According to Hillsboro Fire Chief Ben Steketee, everyone had been safely evacuated from the building by Tabor staff and Hillsboro police before the first firefighters arrived.
“We went in with a thermal imaging camera and did an interior search but didn’t really find anything,” Steketee said. “The interior team called for more firefighters to help search, and they’ve got it locked down to a fan motor that’s overheated.”
Tabor maintenance personnel helped firefighters locate the source of the smoke.
“Apparently, the motor burned out,” Fadenrecht said. “The thermal camera located a 250-degree hot spot in the fan unit, and when the unit was opened, the fire department determined it was the motor.
“The motor was old and it runs during heating season 24 hours a day, so no surprise given the age of the building. There probably was never any significant danger to the building, but we’re thankful the situation occurred this morning rather than during the weekend.
After smoke was cleared from the building and the power was turned back on, students, faculty and staff were able to eat lunch in the cafeteria.
Fadenrecht said the smoke had seeped into clothing on sale at the bookstore.
“Watch for the ‘fire sale’ coming soon of bookstore clothing—no joke, unfortunately,” he said.
Barn destroyed by Sunday fire
The Hillsboro Fire Department responded to three fire calls over the weekend.
The most serious occurred Sunday afternoon and resulted in the destruction of a barn at the rural residence of Deran and Sharon Siebert along 190th, 41⁄2 miles east of Hillsboro.
Fire Chief Ben Steketee said the location of the residence is actually in the Marion district, but the Marion fire chief asked the Hillsboro department to respond as well because it was closer.

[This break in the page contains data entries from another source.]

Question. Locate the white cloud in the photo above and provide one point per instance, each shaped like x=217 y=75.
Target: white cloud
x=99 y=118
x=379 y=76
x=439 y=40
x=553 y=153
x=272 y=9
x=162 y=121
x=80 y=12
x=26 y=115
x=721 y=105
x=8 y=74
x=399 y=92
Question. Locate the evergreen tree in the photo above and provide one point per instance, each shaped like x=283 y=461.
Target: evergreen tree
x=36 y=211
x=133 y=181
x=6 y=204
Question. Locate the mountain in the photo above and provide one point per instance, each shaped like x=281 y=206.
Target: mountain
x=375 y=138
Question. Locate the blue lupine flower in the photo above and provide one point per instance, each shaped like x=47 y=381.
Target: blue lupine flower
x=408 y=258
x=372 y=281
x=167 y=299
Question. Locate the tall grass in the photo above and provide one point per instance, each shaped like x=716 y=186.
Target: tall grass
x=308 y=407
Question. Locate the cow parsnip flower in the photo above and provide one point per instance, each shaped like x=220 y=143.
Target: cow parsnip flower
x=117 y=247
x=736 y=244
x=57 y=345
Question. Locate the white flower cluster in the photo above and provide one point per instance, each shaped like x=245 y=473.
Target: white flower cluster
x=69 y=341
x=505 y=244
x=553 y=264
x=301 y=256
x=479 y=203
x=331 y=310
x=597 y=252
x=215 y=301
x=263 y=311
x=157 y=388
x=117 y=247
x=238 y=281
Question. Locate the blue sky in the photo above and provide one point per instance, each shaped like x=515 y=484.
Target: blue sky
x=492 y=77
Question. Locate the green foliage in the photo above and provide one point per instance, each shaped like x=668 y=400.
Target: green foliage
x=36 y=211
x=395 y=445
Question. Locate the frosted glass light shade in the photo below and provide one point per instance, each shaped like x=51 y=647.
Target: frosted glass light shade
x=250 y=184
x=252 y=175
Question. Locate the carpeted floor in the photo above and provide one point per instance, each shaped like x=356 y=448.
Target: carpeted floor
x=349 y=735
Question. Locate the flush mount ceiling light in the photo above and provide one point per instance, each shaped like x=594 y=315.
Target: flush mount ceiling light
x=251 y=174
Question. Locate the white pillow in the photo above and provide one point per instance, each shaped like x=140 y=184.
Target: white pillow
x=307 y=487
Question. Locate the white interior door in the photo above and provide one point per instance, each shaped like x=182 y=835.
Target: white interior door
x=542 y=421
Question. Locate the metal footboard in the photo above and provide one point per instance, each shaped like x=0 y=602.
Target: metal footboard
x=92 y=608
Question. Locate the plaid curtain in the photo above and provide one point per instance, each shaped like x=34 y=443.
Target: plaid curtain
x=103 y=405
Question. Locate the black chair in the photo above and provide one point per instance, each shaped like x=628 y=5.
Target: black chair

Steketee said he was the first firefighter to arrive on the scene at about 3 p.m., and found the barn “full involved” with two propane tanks in close proximity.
Hillsboro Brush Truck No. 4 arrived next, with water being shuttled to the location by the Hillsboro and Marion departments.
Steketee said the fire started when the owner attempted to burn away some dead grass near the barn and lost control of the flames. The barn was used mostly for storage, he added, with family memorabilia being the major content loss.
On Saturday evening, the department responded to two roadside grass fires, one along Limestone just north of 230th, and the other, 30 minutes later, between Jade and Indigo on 260th.
Steketee said the similarities of the two incidents, plus the short time between them, prompted him to suspect arson, which he reported to the sheriff’s office. But Steketee said he did not find any evidence of an ignition device when he returned to the scenes Monday.
“There’s really nothing to go on other than our suspicion,” Steketee said. “I don’t think it will go much further than that.”